Note: While the cocotte is in the oven, I usually prepare some mushrooms in a pan to accompany it. Simply, apply a splash of oil in a pan and put it on the heat, add a couple of peeled garlic cloves and, when it is hot, add the mushrooms or mushrooms you want, cleaned and cut in half. Let them roast a bit and sprinkle with salt, pepper and herbs de Provence. When they are starting to cook, you can reserve and add them to the cocotte together with the chicken, when there are about 15 minutes left to finish cooking in the oven. You can also finish making them in the pan, and serve the mushrooms separately for each guest to serve themselves.
And you, what tricks do you have to get a good roast? Leave them in comments, surely we all get very good things from everything you say.

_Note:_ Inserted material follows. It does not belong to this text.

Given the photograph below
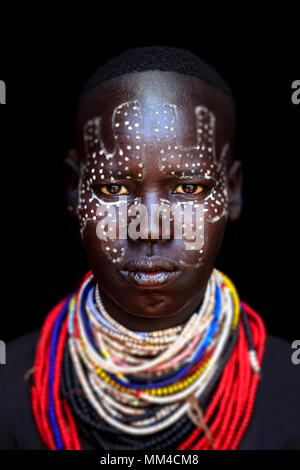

*Ceramic trays are also suitable for roasting, but the result will never be the same as in iron: ceramic is a humid material, so they are really indicated so as not to dry out recipes that you want and want to keep moist, such as cannelloni or lasagna, make stews or bake a cake.
Comments
laura said:
he provat a fer pollastre farcit amb la teva recepta. Quin èxit!!! i què fàcil seguint totes les vostres passes!
Gràcies per la recepta, ;-)
Claudia said:
Cuánto me alegro Mercè! La verdad es que no tiene complicación alguna, pero sí que aportarle sabor es importante para que no quede soso. Feliz que te sientes cómoda con los consejos que he dejado. ¡Gracias! Claudia
Claudia said:
Hola Paloma, la verdad es que cocinar en cocotte es un placer, entiendo la tentación :) Un saludo y gracias!
Merce said:
Me ha encantado la receta. El fin de semana me lío con ella, me has convencido. Gracias por tan buenos consejos y esa dedicación tan exquisita.
Paloma said:
Mmmm que buena pinta y que consejos tan buenos. Me la apunto!!
Lo único malo que le veo es que ahora quiero una cocotte, sí o sí!!